PROVINCETOWN — In 1997, Jay Critchley uncovered a backyard manhole, peered into a cesspool, and “discovered a new world.”
He had always known about his property’s cesspit, a pre-Title 5 relic that had sat unused for a decade and a half. But Critchley had never before felt compelled to study the pit, or to consider his defunct, inherited cesspool as anything more than just that.
On that day, Critchley, the activist-artist-provocateur, saw a split-level stage, an apartment-slash-commentary-on-artists’-living-conditions. Toned down a level, he saw something simpler: “A gorgeous space.”
Critchley’s cesspool is shaped like a cinder-block beehive. It swells at its widest point to six feet in diameter and extends five feet underground. In its past life, the beehive could fit a single family’s waste. Now, Critchley claims, it is quasi-livable. Long ago, to make the point, he carpeted the dirt floor, whitewashed the cinder blocks, added a mattress, electrical cord, TV, altar. He called it a Septic Summer Rental.

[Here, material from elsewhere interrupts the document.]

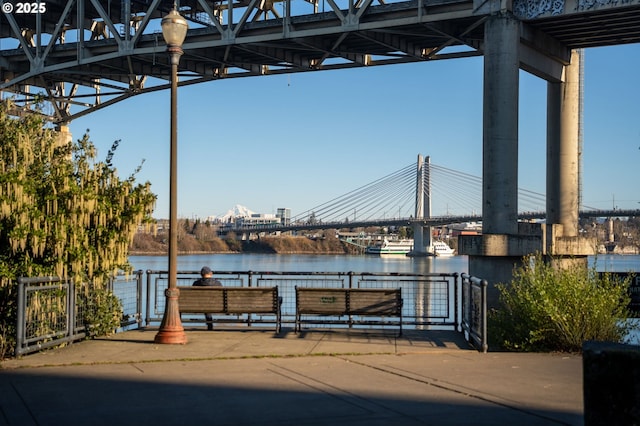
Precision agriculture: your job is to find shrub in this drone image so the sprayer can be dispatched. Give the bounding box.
[489,255,636,352]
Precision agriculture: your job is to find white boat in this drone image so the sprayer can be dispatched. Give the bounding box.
[431,240,455,256]
[366,238,413,255]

This was Critchley’s indictment of Provincetown’s looming affordable housing crisis, not an actual solution to the problem. Provincetown Health Director Morgan Clark stresses that “a livable space needs at least two means of egress, and natural light.” And, as she points out, “a cesspool has neither of those.”
“I know it’s tempting to make use of something you’ve used in the past,” says George Heufelder, who works with the Mass. Alternative Septic System Test Center in Sandwich. “But I could see no positive thing about using a used cesspool for anything else.” Not even for a root cellar? No, he says. “If there’s remaining organic matter in there, it can create sewer gases like methane, which do things like kill you.”
These are not facts Critchley cares to take up. His was a “good-sized unit, with a rooftop sundeck and a shared shower,” he recalls. He’d rent it now for at least a couple thousand a week, he says. Except that, after stints as a theater, an opera house, and a poetry stage, his cesspool has moved on.
Critchley’s cesspool can fit this reporter, sitting, with room for a friend. Standing is a different story.
What does it mean to have one’s body in a cesspool and one’s head extending from a manhole, level with Jay Critchley’s shins and a statue of Saint Francis? That, says Critchley, is called “a moment of transformation.”
The dirt floor is uncarpeted again. But some décor remains: five bunches of fake flowers; a windchime dangles near ground level; some slugs have made themselves at home. The first thought when one lowers oneself into a cesspool is neither “gorgeous” nor “transformative.” The first thought is, likely, “I am in a cesspool.”
Yet this cesspool does not smell like a cesspool. Its smell is dark, basement-y, two beats from unpleasant. Critchley calls it “flavor.”
A cesspool operates simply. Pipes carry waste from homes to their backyard pits. In Provincetown, those pits’ sides are mostly walled, with cinderblock or brick or pounded concrete. “This town is a sand dune,” says Critchley. “With no walls, a cesspool would cave in.” But the pit’s floor is open dirt. Liquids leach through it, into the water table; solids compost and decay.
Critchley has studied up on local cesspools, he says, deadpanning — his gift for deadpan is sublime — that he has seen enough beehives, prisms, and ordinary pits to propose a historic septic district to the town.
Before 1995’s Title 5 legislation, cesspools reigned supreme in Provincetown. Now, the law deems them “nonconforming systems.” They only come up, says Health Director Clark, “because they’re bad and need to turn into something better.” Clark estimates that about 150 functioning ones remain in town.
But Critchley has a point. Look past the slugs, past the worry about the possible contaminants entering your airways, and a quiet elegance reveals itself. When was the last time you studied a cinder-block beehive? Each of those blocks, says Critchley, was built specifically for its role in the structure. To the extent that cinder blocks can nestle, these ones do. Through the manhole opening above — a circle of blue sky and greenery — is Critchley’s face peeking in.
“It’s a small space for big ideas,” he says. “Do you feel transformed?”